Citi now believes that Walt Disney (NYSE:DIS) might sell out of its majority stake in Hulu, transferring it to minority partner Comcast (NASDAQ:CMCSA) – running against some conventional wisdom suggesting a planned Hulu/Disney+ combination.
Disney holds a 67% stake in Hulu after the buyouts of previous partners Fox and Time Warner, while Comcast holds the other third – and a deal between the two sets up a potential buyout by spring 2024.
Before earnings season, Citi believed there were two paths for Disney’s direct-to-consumer business: Either “raise prices to narrow the [earnings before interest/taxes] gap (potentially relegating its service to niche status),” or merge Disney+ and Hulu into a single app, boosting the content schedule and leaving price increases to the future.
Now, analyst Jason Bazinet says, “we believe the company is less interested in a mass market DTC offering.” In commentary after fiscal Q1 earnings, Disney CEO Bob Iger noted that in chasing both profitability and growth for the streaming business, “we will focus even more on our core brands and franchises, which have consistently delivered high returns.”
What’s more, Disney might trade its “Hulu” for a “Hulk” instead, Bazinet suggested. While Disney owns all of Marvel’s intellectual property, Universal (CMCSA) has distribution rights for a pair of the comic name’s characters: The Incredible Hulk and Namor – and so if Disney makes a film based on those characters, Comcast can distribute that film on Peacock.
In a sale out of its Hulu stake, Disney might take the opportunity to secure those distribution rights, Bazinet said.

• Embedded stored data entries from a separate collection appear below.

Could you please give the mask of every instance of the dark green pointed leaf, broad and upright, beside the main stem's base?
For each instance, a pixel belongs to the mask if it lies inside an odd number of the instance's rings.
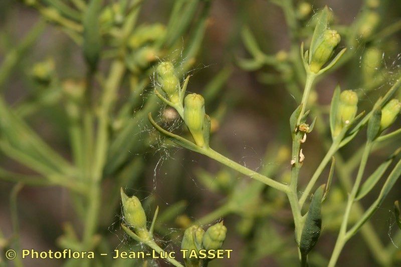
[[[306,215],[305,225],[302,229],[299,242],[299,249],[304,258],[306,258],[306,255],[315,246],[320,236],[322,228],[321,205],[325,187],[326,185],[323,184],[316,189],[309,206],[308,214]]]

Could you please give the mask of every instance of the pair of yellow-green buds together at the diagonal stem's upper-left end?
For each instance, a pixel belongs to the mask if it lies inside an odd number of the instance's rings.
[[[173,107],[184,120],[189,132],[191,133],[195,144],[199,147],[205,147],[205,136],[209,135],[210,129],[206,129],[205,120],[205,99],[198,94],[188,94],[184,99],[188,79],[185,80],[182,88],[179,79],[175,74],[171,62],[162,62],[156,68],[157,82],[159,87],[165,93],[164,98],[155,90],[157,96],[167,105]],[[208,131],[205,133],[205,131]]]

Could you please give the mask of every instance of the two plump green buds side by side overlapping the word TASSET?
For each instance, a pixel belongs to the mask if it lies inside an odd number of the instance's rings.
[[[220,249],[226,239],[226,233],[227,227],[223,225],[223,221],[210,226],[206,232],[198,225],[188,227],[181,242],[181,249],[187,250],[187,255],[190,256],[184,258],[185,265],[199,266],[200,260],[193,253],[199,255],[199,250],[201,249],[206,251]]]

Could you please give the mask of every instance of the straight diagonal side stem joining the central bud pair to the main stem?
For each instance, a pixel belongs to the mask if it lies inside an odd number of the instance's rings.
[[[256,171],[253,171],[251,169],[248,169],[247,167],[223,156],[222,154],[220,154],[219,152],[213,150],[212,148],[208,148],[208,149],[203,149],[202,153],[216,161],[219,161],[220,163],[223,163],[224,165],[242,173],[245,174],[255,180],[261,181],[262,183],[269,185],[273,188],[276,188],[280,191],[283,192],[289,192],[289,186],[286,184],[283,184],[281,182],[277,182],[269,177],[266,177],[265,175],[262,175]]]

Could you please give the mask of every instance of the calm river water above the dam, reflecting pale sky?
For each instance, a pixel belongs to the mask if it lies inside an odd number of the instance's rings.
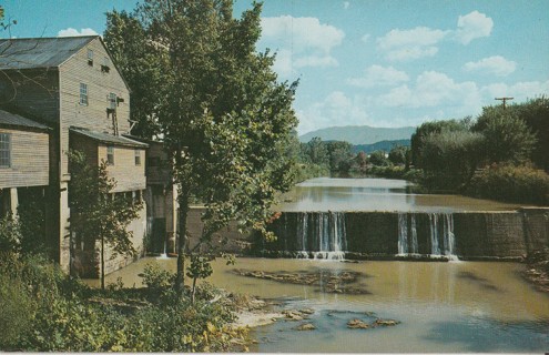
[[[388,179],[317,178],[297,184],[285,195],[282,211],[508,211],[517,204],[461,195],[415,193],[414,184]]]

From here, though, there are a wide variety of outcomes amid some jockeying for position between Disney and Comcast about what Hulu is worth.
Disney doesn’t report Hulu’s financials on a stand-alone basis, and that leads analysts to estimate their own value. Bazinet and Citi figure Hulu will generate 2024 EBIT between -$0.5B and $1.25B, leading to a valuation between $19.8B and $27.5B.
For Comcast (CMCSA), acquiring Hulu would be a net positive if it pays below $27.5B, as a way to “accelerate DTC scale with potential financial synergies, accelerate its push into live streaming aggregation, & improve its strategic positioning within the media category,” Bazinet said.
If Disney sells, there are two potential uses of proceeds, he said: Disney pays down debt, which translates to -$0.18 to $0.37 in incremental earnings per share (a range of $3/share downside to $7/share upside); or Disney retires shares (an incremental EPS of $0.04 to $0.74, or $1/share to $13/share upside).
In December, NBCUniversal chief Jeff Shell said he saw “no indications that anything else is going to happen than Disney writing us a big check” for Hulu in 2024.